Tuesday, June 1, 2010

GOLDEN SPIKES

This weekend DH and I visited family and cemeteries all over Utah. My car had almost seven hundred miles roll under its wheels and about as many bugs die on its windshield. I learned a Coney Dog (hot dog covered with chili and melted cheese) should not be eaten in a car since any food from this sloppy concoction that doesn’t make it to the mouth is worn for the rest of the day.


But this post is about a trip to see history. About sixty miles north of Salt Lake City, Utah and about thirty miles west of Interstate Fifteen---


 (through the car window--and if you look you can see the remains of a few suicidal bugs)
out in a very empty place near The Great Salt Lake is the Golden Spike National Historic Site.

On 10 May 1869, a single telegraphed word, "done," signaled to the nation the completion of the first United States transcontinental railroad. German, and Italian immigrants, of the Union Pacific Railroad had pushed west from Omaha, Nebraska. At Promontory they met crews of the Central Pacific, which had included Chinese laborers, who had built the line east from Sacramento, California.


Two replicas of the steam engines which were in use at that time are at the site for all to behold.


The Jupiter matches the engine that came from the Pacific and uses wood for fuel.

Engine 119 is like the one that came from the east and burns coal since it was available from that part of the country.

There are platforms where visitors can see inside the cabin to view the shiny instruments, levers and switches

used by the engineers to make the locomotives go.

Both engines were powered up to rumble up and down the tracks with all the bells and whistles.

A reenactment of the Golden Spike Ceremony was presented complete with plenty of information. We learned there was not just one golden spike, but two...
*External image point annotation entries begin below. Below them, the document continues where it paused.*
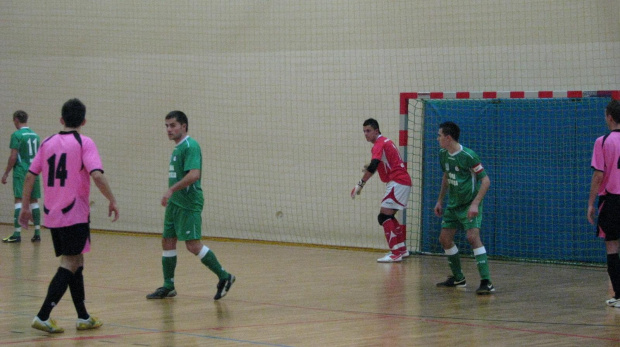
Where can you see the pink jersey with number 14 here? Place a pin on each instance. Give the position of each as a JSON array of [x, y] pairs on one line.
[[606, 158], [66, 161]]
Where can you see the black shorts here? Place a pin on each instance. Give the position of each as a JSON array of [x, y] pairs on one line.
[[609, 216], [71, 240]]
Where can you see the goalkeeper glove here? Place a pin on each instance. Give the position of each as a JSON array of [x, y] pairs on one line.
[[358, 189]]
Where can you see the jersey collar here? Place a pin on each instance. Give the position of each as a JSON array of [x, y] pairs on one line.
[[457, 152]]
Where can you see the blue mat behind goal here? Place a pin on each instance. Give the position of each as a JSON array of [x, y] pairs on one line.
[[537, 153]]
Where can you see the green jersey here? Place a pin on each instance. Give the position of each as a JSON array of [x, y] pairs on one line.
[[464, 172], [186, 156], [27, 144]]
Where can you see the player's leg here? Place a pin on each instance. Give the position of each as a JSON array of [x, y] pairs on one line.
[[393, 234], [609, 225], [395, 199], [613, 270], [193, 224], [56, 289], [18, 185], [17, 229], [36, 211], [480, 254], [446, 239], [169, 254], [76, 239]]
one from the east and one from the west--

plus two more spikes: one silver from the Comstock Lode in Nevada and a spike blended of iron, silver, and gold represented Arizona. These spikes were dropped into a pre-bored laurel wood railroad tie during the ceremony.

 
The actual last spike--an ordinary iron spike--was driven into a regular tie.
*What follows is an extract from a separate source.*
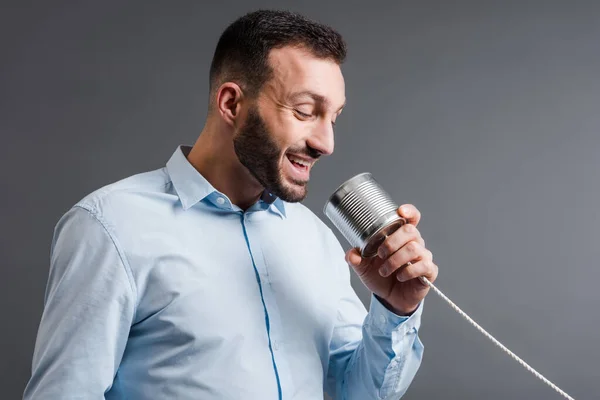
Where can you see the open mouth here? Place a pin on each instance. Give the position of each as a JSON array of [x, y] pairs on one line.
[[300, 167]]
A special silver hammer was used for that moment in history.

The location is a little off the beaten path but well worth the trip to see history come alive.

13 comments:

Krista said...

One of my blog friend's parents go to the celebration in costume every year. I haven't been there since I was a kid. I should take my kiddies there sometime.

Linda Sue said...

COOL! I have a photo of my great grandfather at that gig!

frayedattheedge said...

I would love to visit - I remember travelling on steam trains as a very small child, when we went to Glasgow at Christmas to go to the circus, and when we went to Prestwick (on the west coast) for our summer holiday

The Weaver of Grass said...

I really enjoyed this post as it brought back memories of travelling from Denver to Salt Lake City on Amtrak and then visiting the Salt Lake - such an amazing area. Thank you for the memories.

hanna-happenings said...

What passionate people :)How fun!

I´m hosting this weekword, please join, it´s "now".

Elizabeth said...

Quite a trip!
very different from round here, Leenie!

Mama Zen said...

How fun! That would be something to see.

Jill said...

In my round-the-USA-on-a-Greyhound trip in 1977 I passed by the lake on my way to Salt Lake City from San Francisco. I remember how wide and open this area was - nothing that vast here. I vistied many amazing places in that four weeks and every one has left a lasting impression on me. Just did not make it to Yellowstone! I am sure I have seen this ceremony featured in a film. Sounds like you had a epic trip.

Pearl said...

I really need to take my kids to that. All 3 really love trains, and seeing that recreation would be awesome!

ELIZABETH said...

Who knew that you might need a bib on a car trip *wink*
Love the visit to the trains/

DayPhoto said...

This was really neat! Thank you so much!

Linda
http://coloradofarmlife.wordpress.com

Kilauea Poetry said...

Wow..these are fabulous replicas! So colorful- speaks of by gone days..I love the whole series Leenie! Bugs..least they aren't terrorists (lol). My husband gave me some chocolate for a long drive to the doctors yesterday- I wore it well..right on the back of my pants!!

Janie said...

I've been to the Golden Spike site, and I agree, it's well worth a visit. Nice photos!